Photo courtesy of Doves and Figs
The invitation instructions were deceptively simple. An Americana-themed party. Pot luck dinner. Bring a dish that represents America to you.
The invitation instructions were deceptively simple. An Americana-themed party. Pot luck dinner. Bring a dish that represents America to you.
Oh, soooo many ways to interpret that. I considered, and rejected, a whole raft of kitschy American recipes -- you know, the ones promoted by food manufacturers and featuring Jell-O or Cheez Whiz or condensed cream of mushroom soup. I took a pass on any elaborate construction projects or subtleties. I'm just not going to make a replica of the Statue of Liberty out of marshmallow treats, PVC pipe, and green fondant. (However, should this idea appeal to you -- if only for the "ick" factor -- you can find the how-to video here.)
I finally decided on succotash, for multiple reasons. Here's a dish that prominently features a New World crop, has strong regional associations, and evokes (for me, at least) pre-Colonial America and Thanksgiving. From a practical standpoint, succotash can sit out at room temperature on a buffet table for hours. It's a fun word to say. And I just plain like it. That this week's share included corn and green beans made my Summer Succotash recipe all the more appropriate.
Succotash fit in well among the pot luck offerings at the party. The interpretations of Americana included the nostaglic (daisy-shaped sandwiches with pimento cheese, a la 1917); regional foods (Southern mac and cheese pie); riffs on classics (vegetarian baked beans and gourmet sliders); a lot of blueberries (muffins, cornbread, pie, tarts, and cobbler); and plenty more stuff.
"Plenty more stuff" characterized our week. In addition to succotash (I made a batch for home, too), we ate CSA raspberries and blueberries out of hand; worked through most of an enormous head of Romaine lettuce; whipped up a zucchini-crusted pizza; made quick pickles from cucumbers and -- separately -- daikon radish (daikon was new to us; I'll have to post more about this another time); sauteed collard greens; and marinated summer squash and zucchini for a salad.
Summer Succotash
(adapted from The Boston Globe)
1/2 pound fresh green beans, cut into 1-inch pieces
4 ears of corn, kernels sliced off
1 large red onion, diced
3 scallions, thinly sliced, white and green parts kept separate
3 Tbsp fresh parsley, chopped
2 Tbsp olive oil
Salt and pepper
In a pot of gently boiling water, cook the beans for 2 to 4 minutes, until they are just tender. Drain the beans in a colander and rinse with cool water to stop the cooking.

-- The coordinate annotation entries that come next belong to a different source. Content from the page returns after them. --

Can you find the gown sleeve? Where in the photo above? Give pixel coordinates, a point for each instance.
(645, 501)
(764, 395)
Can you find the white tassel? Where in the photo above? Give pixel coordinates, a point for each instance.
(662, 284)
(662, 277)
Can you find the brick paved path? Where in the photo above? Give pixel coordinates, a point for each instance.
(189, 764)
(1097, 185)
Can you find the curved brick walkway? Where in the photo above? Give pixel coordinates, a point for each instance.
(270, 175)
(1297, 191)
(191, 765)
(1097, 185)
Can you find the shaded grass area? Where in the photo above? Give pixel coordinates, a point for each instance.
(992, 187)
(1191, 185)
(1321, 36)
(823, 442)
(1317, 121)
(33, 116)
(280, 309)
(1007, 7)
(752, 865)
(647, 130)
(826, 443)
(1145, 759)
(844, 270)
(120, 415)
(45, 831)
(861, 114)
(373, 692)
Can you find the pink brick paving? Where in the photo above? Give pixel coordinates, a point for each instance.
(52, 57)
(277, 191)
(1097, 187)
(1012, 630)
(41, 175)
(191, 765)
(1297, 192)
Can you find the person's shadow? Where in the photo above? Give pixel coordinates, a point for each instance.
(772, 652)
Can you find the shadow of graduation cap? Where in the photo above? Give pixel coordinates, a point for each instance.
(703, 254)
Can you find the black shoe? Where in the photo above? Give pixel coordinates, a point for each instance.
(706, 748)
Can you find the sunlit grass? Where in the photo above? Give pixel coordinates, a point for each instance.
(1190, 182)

Heat the oil in a large skillet over medium heat. Cook the corn and onion in the skillet about 3 minutes, or until the onion begins to soften, stirring occasionally.
Add the beans and the white parts of the scallions to the skillet. Cook about 2 minutes, or until all of the vegetables are cooked through to your liking. Off heat, stir in the parsley, green parts of the scallions, and salt and pepper to taste. Serve hot or at room temperature.
The succotash looks great - but I would love to hear more about the zucch crusted pizza!
ReplyDeleteI got the recipe from the Moosewood Cookbook, but I just found out that Mollie Katzen has many of her recipes (including that one) online at www.molliekatzen.com. (Go to her "Recipes" link, and scroll down to the bottom of "Entrees.") We topped our pizza with mozzarella, feta, garlic, and tomatoes, but one of these days I'm just going to make that crust and eat it plain.